The average home price is forecast to rise by 2.2 per cent to $370,700 in 2012 compared with an earlier expectation that it would fall 1.1 per cent.
"National activity over spring months was stronger than anticipated," CREA president Wayne Moen said in a statement.
"This shows clearly how the continuation of low interest rates is keeping home ownership affordable and within reach."
CREA had previously forecast 2012 and 2013 sales volume would be on par with the 10-year average, but it now expects them to be slightly above that.
CREA expects 470,200 sales in 2013, down 1.1 per cent from this year, compared with the earlier forecast of 457,200.
The more bullish outlook for the year came as CREA reported home sales last month fell 3.1 per cent compared with April, but remained up from a year ago.
The group said sales volume rose nine per cent from May 2011, while the Canadian average price slipped marginally to $375,605, down 0.3 per cent.
CREA chief economist Gregory Klump said activity in the Greater Toronto Area is stronger this spring than it was a year earlier and higher-priced homes are still selling quickly.
"As Canada's most active housing market, and one of the priciest, it is still the biggest factor boosting the national average price, but its support was less of a factor in May," he said.
Calgary is also buoying the national average price, where sales and average selling prices are up from last year.
"Overall price growth remains modest amid balanced market conditions in much of the rest of Canada," he said.
Continued overall strength in the housing market, largely due to the staying power of low interest rates, has led some economists to warn that the market is overvalued.
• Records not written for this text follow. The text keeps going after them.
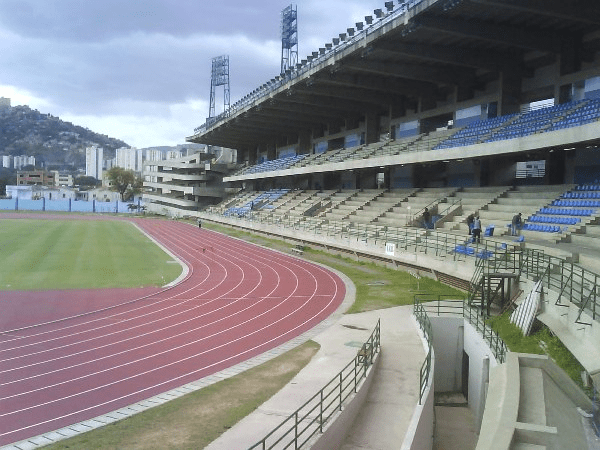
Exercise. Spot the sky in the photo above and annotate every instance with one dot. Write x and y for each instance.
(139, 70)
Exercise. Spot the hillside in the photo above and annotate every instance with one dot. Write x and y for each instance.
(24, 131)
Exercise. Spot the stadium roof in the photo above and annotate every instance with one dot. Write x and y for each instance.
(413, 56)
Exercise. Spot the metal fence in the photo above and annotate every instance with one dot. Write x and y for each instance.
(312, 417)
(71, 205)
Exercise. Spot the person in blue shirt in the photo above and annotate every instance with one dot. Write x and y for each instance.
(477, 230)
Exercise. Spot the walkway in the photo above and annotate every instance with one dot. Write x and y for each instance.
(386, 415)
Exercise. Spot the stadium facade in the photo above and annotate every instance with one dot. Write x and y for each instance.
(441, 93)
(454, 107)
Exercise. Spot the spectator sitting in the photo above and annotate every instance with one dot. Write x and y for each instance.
(477, 230)
(470, 219)
(426, 218)
(515, 225)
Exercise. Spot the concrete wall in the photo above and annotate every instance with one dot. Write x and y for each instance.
(481, 360)
(452, 336)
(448, 346)
(339, 425)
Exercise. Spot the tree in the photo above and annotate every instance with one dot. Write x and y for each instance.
(86, 181)
(124, 182)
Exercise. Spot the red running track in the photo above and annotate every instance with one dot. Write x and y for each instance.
(238, 301)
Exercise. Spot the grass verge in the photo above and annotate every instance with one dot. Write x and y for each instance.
(377, 286)
(196, 419)
(72, 254)
(541, 341)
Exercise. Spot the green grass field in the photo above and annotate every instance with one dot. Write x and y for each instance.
(72, 254)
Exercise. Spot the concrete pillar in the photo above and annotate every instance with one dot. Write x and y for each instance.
(509, 100)
(371, 127)
(304, 143)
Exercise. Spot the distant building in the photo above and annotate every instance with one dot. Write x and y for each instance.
(93, 161)
(36, 192)
(4, 104)
(129, 159)
(35, 178)
(62, 179)
(7, 161)
(22, 161)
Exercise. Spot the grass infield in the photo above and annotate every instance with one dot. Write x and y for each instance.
(72, 254)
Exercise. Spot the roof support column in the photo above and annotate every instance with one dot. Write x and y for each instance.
(304, 143)
(509, 98)
(371, 127)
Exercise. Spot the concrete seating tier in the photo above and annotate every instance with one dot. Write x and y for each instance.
(589, 238)
(471, 201)
(396, 146)
(587, 112)
(524, 199)
(475, 132)
(532, 122)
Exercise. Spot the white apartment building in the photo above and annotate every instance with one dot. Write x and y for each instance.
(93, 161)
(129, 158)
(21, 161)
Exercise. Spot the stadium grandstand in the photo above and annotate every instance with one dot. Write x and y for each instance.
(383, 142)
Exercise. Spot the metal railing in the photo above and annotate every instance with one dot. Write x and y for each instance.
(312, 417)
(573, 282)
(441, 305)
(425, 324)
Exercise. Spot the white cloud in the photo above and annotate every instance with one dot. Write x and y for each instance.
(143, 74)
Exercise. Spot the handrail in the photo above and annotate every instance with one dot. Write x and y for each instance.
(425, 324)
(311, 418)
(472, 315)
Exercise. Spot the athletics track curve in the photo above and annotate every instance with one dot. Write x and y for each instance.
(237, 301)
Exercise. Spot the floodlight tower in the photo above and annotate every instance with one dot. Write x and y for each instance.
(289, 38)
(219, 77)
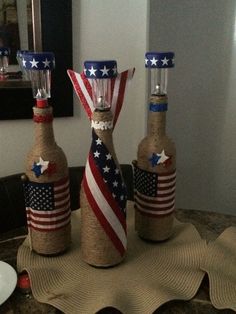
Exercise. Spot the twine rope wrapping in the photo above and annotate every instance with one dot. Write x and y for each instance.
(150, 275)
(103, 220)
(156, 228)
(57, 240)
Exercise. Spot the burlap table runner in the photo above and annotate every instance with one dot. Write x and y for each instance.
(150, 275)
(220, 265)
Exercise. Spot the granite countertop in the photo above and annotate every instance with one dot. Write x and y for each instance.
(208, 224)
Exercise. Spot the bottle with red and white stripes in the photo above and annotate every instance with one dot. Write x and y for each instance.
(155, 168)
(46, 179)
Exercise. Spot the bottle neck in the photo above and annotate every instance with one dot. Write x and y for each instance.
(44, 135)
(157, 115)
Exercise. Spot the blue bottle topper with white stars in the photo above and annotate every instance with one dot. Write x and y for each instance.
(159, 60)
(4, 52)
(38, 60)
(100, 69)
(101, 74)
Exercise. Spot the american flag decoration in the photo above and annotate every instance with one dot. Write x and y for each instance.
(106, 192)
(83, 88)
(101, 91)
(47, 205)
(155, 168)
(154, 192)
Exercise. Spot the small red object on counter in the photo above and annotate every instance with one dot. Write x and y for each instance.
(23, 282)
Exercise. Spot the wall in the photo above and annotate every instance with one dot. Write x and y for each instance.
(101, 29)
(202, 94)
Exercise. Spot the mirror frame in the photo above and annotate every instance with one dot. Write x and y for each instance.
(52, 31)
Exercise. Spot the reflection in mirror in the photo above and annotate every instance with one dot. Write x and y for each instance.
(36, 25)
(15, 32)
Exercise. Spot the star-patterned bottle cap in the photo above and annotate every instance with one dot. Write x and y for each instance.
(159, 60)
(100, 69)
(20, 53)
(4, 51)
(38, 60)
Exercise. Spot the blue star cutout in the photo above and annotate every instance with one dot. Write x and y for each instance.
(36, 169)
(154, 159)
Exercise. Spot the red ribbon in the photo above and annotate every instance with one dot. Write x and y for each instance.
(43, 119)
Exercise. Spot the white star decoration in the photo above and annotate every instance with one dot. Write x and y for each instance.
(96, 154)
(23, 62)
(106, 169)
(43, 164)
(163, 156)
(114, 70)
(99, 141)
(92, 71)
(153, 61)
(105, 71)
(34, 63)
(115, 184)
(165, 61)
(46, 63)
(108, 156)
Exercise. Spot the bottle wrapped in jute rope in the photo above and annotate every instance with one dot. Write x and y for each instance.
(155, 168)
(103, 226)
(46, 180)
(103, 192)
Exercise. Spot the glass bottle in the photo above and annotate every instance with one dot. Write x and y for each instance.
(103, 192)
(46, 179)
(155, 168)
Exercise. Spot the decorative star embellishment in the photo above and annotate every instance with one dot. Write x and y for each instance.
(163, 157)
(168, 162)
(43, 164)
(34, 63)
(165, 61)
(106, 169)
(154, 159)
(36, 169)
(99, 141)
(23, 62)
(108, 156)
(104, 71)
(96, 154)
(153, 61)
(46, 63)
(92, 71)
(114, 70)
(52, 168)
(157, 159)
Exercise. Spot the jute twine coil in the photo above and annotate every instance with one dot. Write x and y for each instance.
(97, 249)
(47, 242)
(160, 227)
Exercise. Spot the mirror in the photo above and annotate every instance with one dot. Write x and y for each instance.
(39, 25)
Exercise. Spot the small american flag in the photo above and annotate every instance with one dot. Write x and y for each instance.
(83, 89)
(106, 193)
(47, 205)
(154, 192)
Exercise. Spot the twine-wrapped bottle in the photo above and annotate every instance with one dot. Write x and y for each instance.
(4, 62)
(46, 180)
(103, 192)
(155, 168)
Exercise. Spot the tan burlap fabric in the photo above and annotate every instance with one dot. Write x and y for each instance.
(150, 275)
(220, 264)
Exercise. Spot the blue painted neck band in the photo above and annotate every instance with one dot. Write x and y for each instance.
(158, 107)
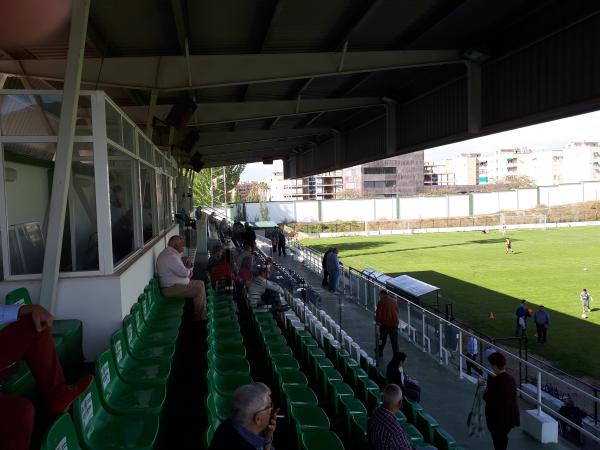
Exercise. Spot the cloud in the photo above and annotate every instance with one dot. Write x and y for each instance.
(549, 135)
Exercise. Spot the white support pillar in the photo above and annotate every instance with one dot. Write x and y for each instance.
(391, 128)
(64, 154)
(474, 97)
(151, 109)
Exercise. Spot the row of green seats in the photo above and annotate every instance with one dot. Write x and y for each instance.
(367, 381)
(228, 367)
(121, 409)
(301, 403)
(67, 336)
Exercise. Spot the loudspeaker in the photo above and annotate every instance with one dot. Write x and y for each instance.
(196, 162)
(189, 141)
(181, 112)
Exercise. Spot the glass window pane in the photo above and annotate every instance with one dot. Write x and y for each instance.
(147, 181)
(160, 205)
(113, 124)
(28, 183)
(83, 125)
(120, 180)
(128, 133)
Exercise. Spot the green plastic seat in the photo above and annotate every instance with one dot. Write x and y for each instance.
(282, 362)
(400, 417)
(220, 406)
(225, 385)
(337, 390)
(309, 418)
(67, 333)
(227, 366)
(327, 374)
(351, 406)
(321, 440)
(358, 431)
(140, 350)
(61, 435)
(152, 335)
(320, 365)
(20, 382)
(98, 429)
(414, 436)
(155, 318)
(121, 398)
(355, 374)
(228, 348)
(410, 408)
(426, 424)
(364, 386)
(297, 395)
(279, 349)
(443, 440)
(130, 370)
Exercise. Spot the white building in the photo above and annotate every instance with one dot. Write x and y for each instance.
(547, 167)
(581, 162)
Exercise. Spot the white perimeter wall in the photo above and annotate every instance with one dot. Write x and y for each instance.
(100, 302)
(411, 208)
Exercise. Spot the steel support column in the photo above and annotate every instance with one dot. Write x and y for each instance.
(64, 154)
(474, 93)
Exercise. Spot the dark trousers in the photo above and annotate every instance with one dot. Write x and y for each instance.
(383, 334)
(20, 341)
(541, 331)
(325, 281)
(500, 439)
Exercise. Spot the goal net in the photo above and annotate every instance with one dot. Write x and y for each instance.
(515, 220)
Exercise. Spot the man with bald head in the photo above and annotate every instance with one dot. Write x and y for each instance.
(383, 430)
(174, 273)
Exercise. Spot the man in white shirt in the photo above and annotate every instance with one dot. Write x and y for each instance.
(174, 273)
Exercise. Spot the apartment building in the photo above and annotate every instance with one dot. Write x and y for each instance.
(581, 162)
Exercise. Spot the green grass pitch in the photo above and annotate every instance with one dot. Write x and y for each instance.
(478, 277)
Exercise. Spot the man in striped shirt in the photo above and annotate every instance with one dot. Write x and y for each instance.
(383, 431)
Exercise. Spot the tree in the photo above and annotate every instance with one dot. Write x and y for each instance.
(264, 211)
(209, 188)
(258, 193)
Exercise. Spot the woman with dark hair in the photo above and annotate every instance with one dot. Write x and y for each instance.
(395, 374)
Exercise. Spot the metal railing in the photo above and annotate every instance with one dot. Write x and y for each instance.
(445, 341)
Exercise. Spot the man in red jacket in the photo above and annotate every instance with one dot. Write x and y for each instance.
(386, 317)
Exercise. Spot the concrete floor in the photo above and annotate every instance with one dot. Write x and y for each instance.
(446, 397)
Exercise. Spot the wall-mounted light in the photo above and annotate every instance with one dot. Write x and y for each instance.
(10, 174)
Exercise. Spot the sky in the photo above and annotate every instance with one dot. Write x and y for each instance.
(545, 136)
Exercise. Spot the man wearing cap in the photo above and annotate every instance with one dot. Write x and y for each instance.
(542, 322)
(263, 291)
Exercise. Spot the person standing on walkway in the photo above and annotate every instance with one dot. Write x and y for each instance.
(386, 316)
(325, 281)
(521, 313)
(585, 301)
(333, 268)
(542, 322)
(384, 432)
(280, 242)
(501, 409)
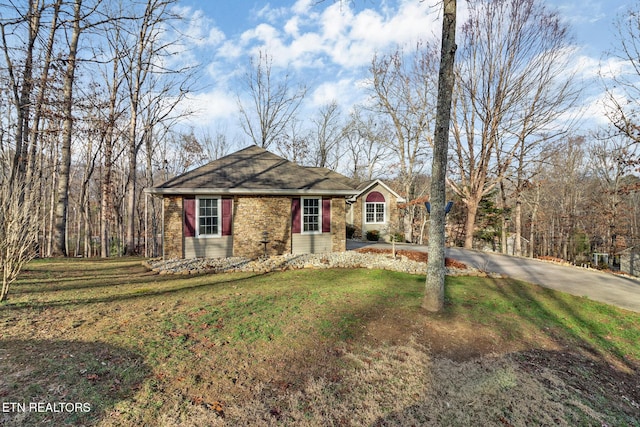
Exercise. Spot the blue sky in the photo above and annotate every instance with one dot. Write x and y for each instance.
(329, 46)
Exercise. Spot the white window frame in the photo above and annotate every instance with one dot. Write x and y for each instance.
(302, 215)
(197, 217)
(375, 212)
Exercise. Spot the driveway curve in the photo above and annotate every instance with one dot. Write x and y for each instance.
(620, 291)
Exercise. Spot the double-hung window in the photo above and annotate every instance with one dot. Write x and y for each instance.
(375, 213)
(209, 217)
(311, 215)
(374, 208)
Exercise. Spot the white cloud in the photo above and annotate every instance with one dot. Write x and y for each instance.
(210, 107)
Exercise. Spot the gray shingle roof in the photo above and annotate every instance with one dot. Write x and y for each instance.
(254, 170)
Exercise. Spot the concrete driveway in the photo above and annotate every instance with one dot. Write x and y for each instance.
(612, 289)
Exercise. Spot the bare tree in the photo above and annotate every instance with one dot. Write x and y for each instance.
(272, 103)
(434, 285)
(155, 87)
(326, 136)
(366, 144)
(507, 94)
(18, 226)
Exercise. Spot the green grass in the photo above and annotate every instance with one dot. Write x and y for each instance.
(150, 349)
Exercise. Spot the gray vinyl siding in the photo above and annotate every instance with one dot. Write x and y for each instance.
(311, 243)
(212, 247)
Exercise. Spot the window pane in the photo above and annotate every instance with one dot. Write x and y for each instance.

That could make homeowners vulnerable to a downturn, especially those who have used low interest rates to borrow more than they could otherwise afford.
The Bank of Canada and federal Finance Minister Jim Flaherty have cautioned Canadians repeatedly to moderate borrowing on real estate, declaring household debt to be the domestic economy's number one enemy.
The bank noted certain segments of the housing market that have a persistent oversupply — such as condos in Toronto — face a higher risk of a price correction.
Homebuyers seem to be heeding those warnings, Bank of Montreal economist Robert Kavcic wrote in a report Friday.
"Overall, most indications point to a balanced and well-behaved housing market that has clearly mellowed," he wrote in a report.
A report released this week by TD Bank projected Vancouver and Toronto home prices would probably experience a downturn of about 15 per cent in two to three years, but not the dramatic drop that hit the U.S. housing market a few years ago.
The CREA release continues to point to the Vancouver and Toronto markets heading in opposite directions, TD senior economist Sonya Gulati wrote Friday.
"We expect recent out-sized gains in Toronto to wane slightly in the second half of the year. By contrast, Vancouver ought to record a better second half," Gulati said.
"Looking beyond the near-term, underlying fundamentals lead us to believe that a 15 per cent price adjustment in both markets is in store."
Despite the fact that both prices and sales were in the red in May, TD continues to expect prices and sales should be up around 1.5 to three per cent in 2012.